# Grub 1 disk numbers [SOLVED]

## binro

I am trying to revert to Grub:1 because I can't get good frame-buffer resolution with Grub 2 and the NVidia binary drivers. The trouble with this scheme is that last time the box was serviced the guy plugged the disks in such that the BIOS reports this layout:

Ch 0: Master None        Secondary  DVD

Ch 1: Master WDC        Secondary  SGT

I want to boot off the WDC disk but I am not sure what to code in the "root (hdX,1)" statement. The device.map file contains:

```

(hd0)   /dev/sda

(hd1)   /dev/sdb

(hd2)   /dev/sdc

```

and I installed Grub to /dev/sda. When I boot I get a garbled Grub menu and message about not finding a file system, where X = 0,1,2. Grub2 works fine because it uses the UUID of the disks but the console resolution is not very high (I have a new 1920x1080 HDMI monitor and want to use all the screen).
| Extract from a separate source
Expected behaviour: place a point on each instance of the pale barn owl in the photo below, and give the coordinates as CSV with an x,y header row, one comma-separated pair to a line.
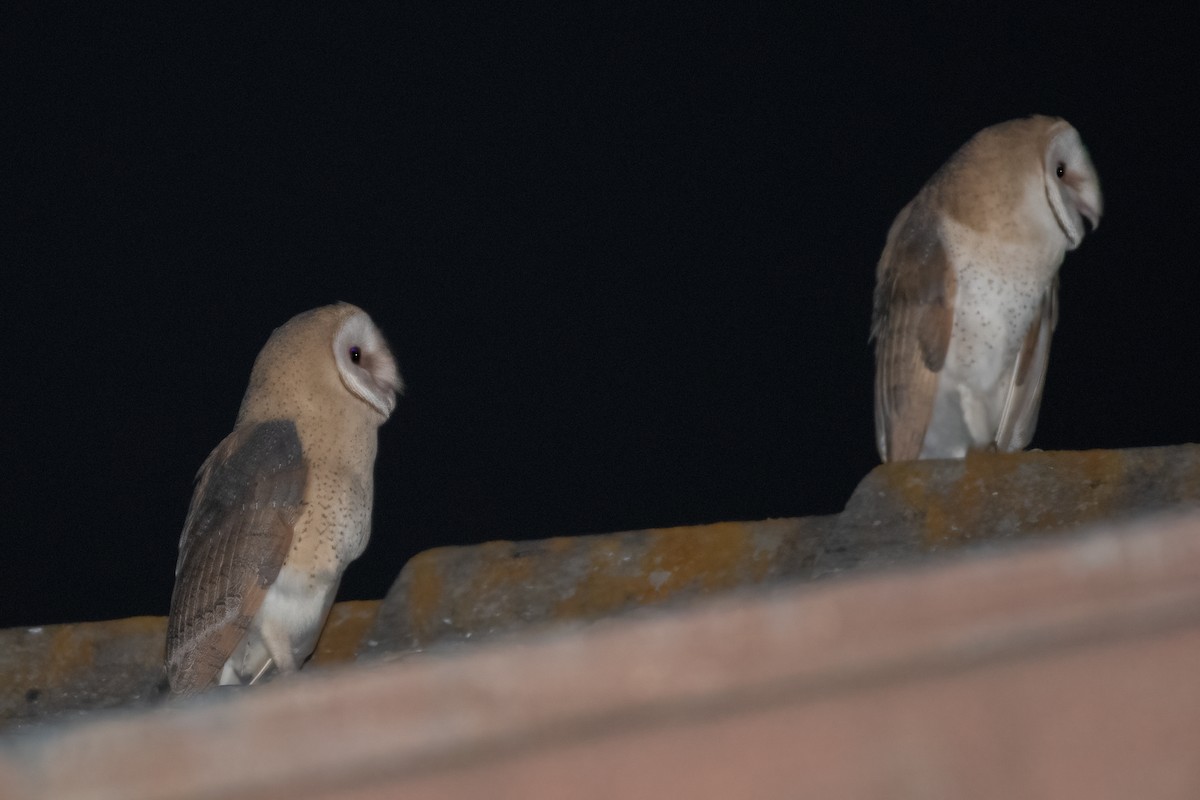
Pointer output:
x,y
282,505
966,290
Any ideas?

TIA

----------

## NeddySeagoon

binro,

The first HDD detected by the BIOS is hd0 and so on.

I suspect it will be hd0.

The garbled menu can be caused by the splashimage line. Comment it out.

----------

## binro

I used the Grub shell and the find command and realised I was specifying the wrong partition. I have rearranged the partitions since I last used Grub legacy.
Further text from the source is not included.